Obiang wanted military training, too. His government had received a State Department license to hire Military Professional Resources International (M.P.R.I.), a government-connected security contractor based in northern Virginia, to improve the virtually nonexistent capabilities of Equatorial Guinea’s tiny coast guard and navy. It was unusual for State to approve any license for military training for a regime with a human rights record as bad as Equatorial Guinea’s, but maritime defense work had been rationalized as necessary to protect huge American oil investments offshore. Now Obiang wanted to expand M.P.R.I.’s training to include his military and internal security forces and to contribute to regional campaigns against maritime piracy and illegal fishing.

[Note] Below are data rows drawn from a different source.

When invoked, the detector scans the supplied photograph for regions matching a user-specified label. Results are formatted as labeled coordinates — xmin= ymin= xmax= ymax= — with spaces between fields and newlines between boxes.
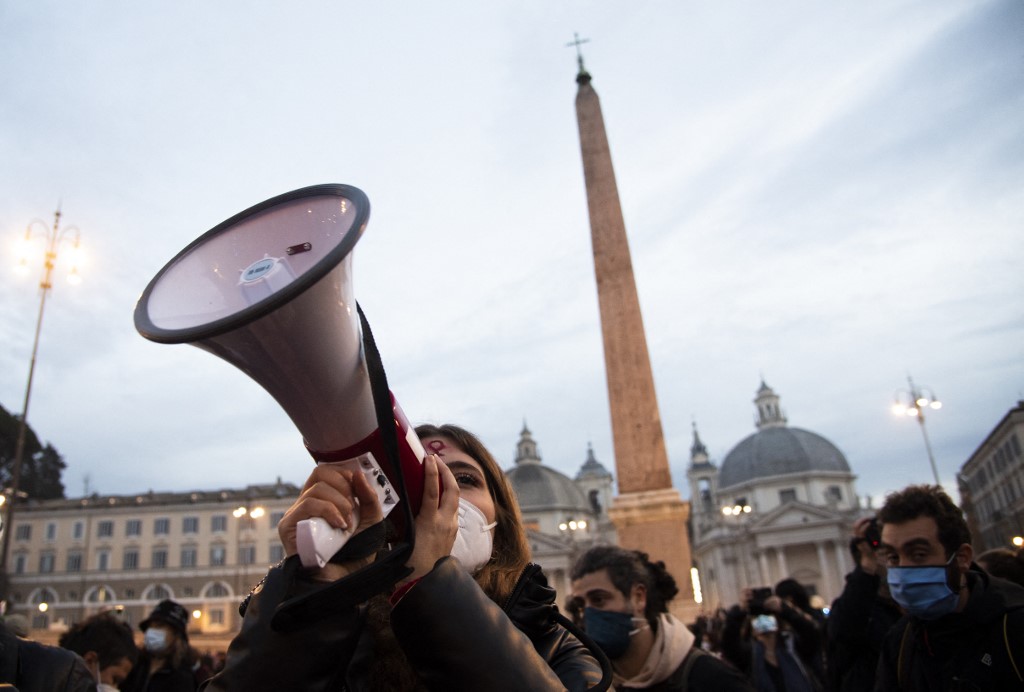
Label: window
xmin=148 ymin=584 xmax=172 ymax=601
xmin=207 ymin=582 xmax=230 ymax=598
xmin=73 ymin=521 xmax=84 ymax=540
xmin=210 ymin=546 xmax=227 ymax=566
xmin=826 ymin=486 xmax=843 ymax=503
xmin=183 ymin=517 xmax=199 ymax=534
xmin=152 ymin=549 xmax=168 ymax=569
xmin=270 ymin=511 xmax=285 ymax=528
xmin=14 ymin=554 xmax=26 ymax=574
xmin=97 ymin=550 xmax=110 ymax=571
xmin=66 ymin=552 xmax=83 ymax=573
xmin=269 ymin=544 xmax=285 ymax=564
xmin=209 ymin=609 xmax=225 ymax=625
xmin=98 ymin=521 xmax=114 ymax=538
xmin=779 ymin=489 xmax=797 ymax=504
xmin=14 ymin=525 xmax=30 ymax=541
xmin=211 ymin=515 xmax=227 ymax=533
xmin=45 ymin=523 xmax=57 ymax=541
xmin=39 ymin=552 xmax=55 ymax=573
xmin=239 ymin=544 xmax=256 ymax=565
xmin=154 ymin=518 xmax=170 ymax=535
xmin=125 ymin=519 xmax=142 ymax=537
xmin=123 ymin=550 xmax=139 ymax=570
xmin=181 ymin=547 xmax=197 ymax=568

Obiang had told Larson that he needed additional military assistance to “protect [Equatorial Guinea’s] sovereignty and the U.S. investment.”

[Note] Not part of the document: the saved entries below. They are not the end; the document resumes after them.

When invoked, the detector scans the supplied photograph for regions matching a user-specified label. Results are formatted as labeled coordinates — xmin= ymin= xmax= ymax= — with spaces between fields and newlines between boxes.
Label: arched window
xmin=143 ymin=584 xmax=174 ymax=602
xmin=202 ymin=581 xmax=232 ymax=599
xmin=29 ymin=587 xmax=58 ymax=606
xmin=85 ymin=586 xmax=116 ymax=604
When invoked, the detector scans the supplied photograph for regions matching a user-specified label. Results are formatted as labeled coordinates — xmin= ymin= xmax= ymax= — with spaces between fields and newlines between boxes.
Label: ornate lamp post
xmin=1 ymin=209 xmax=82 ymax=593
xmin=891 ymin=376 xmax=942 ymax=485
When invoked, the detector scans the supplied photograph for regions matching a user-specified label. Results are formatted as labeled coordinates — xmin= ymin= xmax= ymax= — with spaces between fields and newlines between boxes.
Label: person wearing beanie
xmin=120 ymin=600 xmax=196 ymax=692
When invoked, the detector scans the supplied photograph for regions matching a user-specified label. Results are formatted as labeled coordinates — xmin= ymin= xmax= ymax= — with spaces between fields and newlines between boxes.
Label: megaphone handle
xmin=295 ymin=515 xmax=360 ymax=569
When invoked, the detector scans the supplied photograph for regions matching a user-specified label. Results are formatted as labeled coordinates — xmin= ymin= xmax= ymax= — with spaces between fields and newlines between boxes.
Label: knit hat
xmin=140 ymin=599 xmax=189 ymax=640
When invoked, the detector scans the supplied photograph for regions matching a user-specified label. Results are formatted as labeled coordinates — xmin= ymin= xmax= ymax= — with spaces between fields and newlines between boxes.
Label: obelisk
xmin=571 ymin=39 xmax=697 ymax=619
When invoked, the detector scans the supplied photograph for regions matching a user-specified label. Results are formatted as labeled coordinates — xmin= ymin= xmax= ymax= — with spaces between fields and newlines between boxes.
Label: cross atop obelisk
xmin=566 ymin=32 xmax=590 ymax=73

He sent his foreign minister and energy adviser to Washington to explain that his request reflected Equatorial Guinea’s “concern over security issues, particularly the safety of offshore oil installations, but also stems from the president’s desire to emulate the United States in areas such as democratization and respect for human rights.” The Bush administration stalled some more.18
The administration did allow Obiang a steady stream of official meetings when he visited America for cancer treatment or other private reasons. On September 7, 2001, Obiang again met Under Secretary of State Alan Larson. United States investment in Equatorial Guinea, all in the oil and gas sector, “is having a great impact on the country,” Obiang pleaded. But he needed help. His country had been called the “Kuwait of Africa,” he said, but with a mere 10 percent royalty rate on oil production in the early phase, “this does not accurately reflect the revenues that the government receives.” The country was still waiting for ExxonMobil to cross the break-even point in the recovery of its investments, after which Equatorial Guinea’s take would rise; the country was not yet as wealthy as it would be.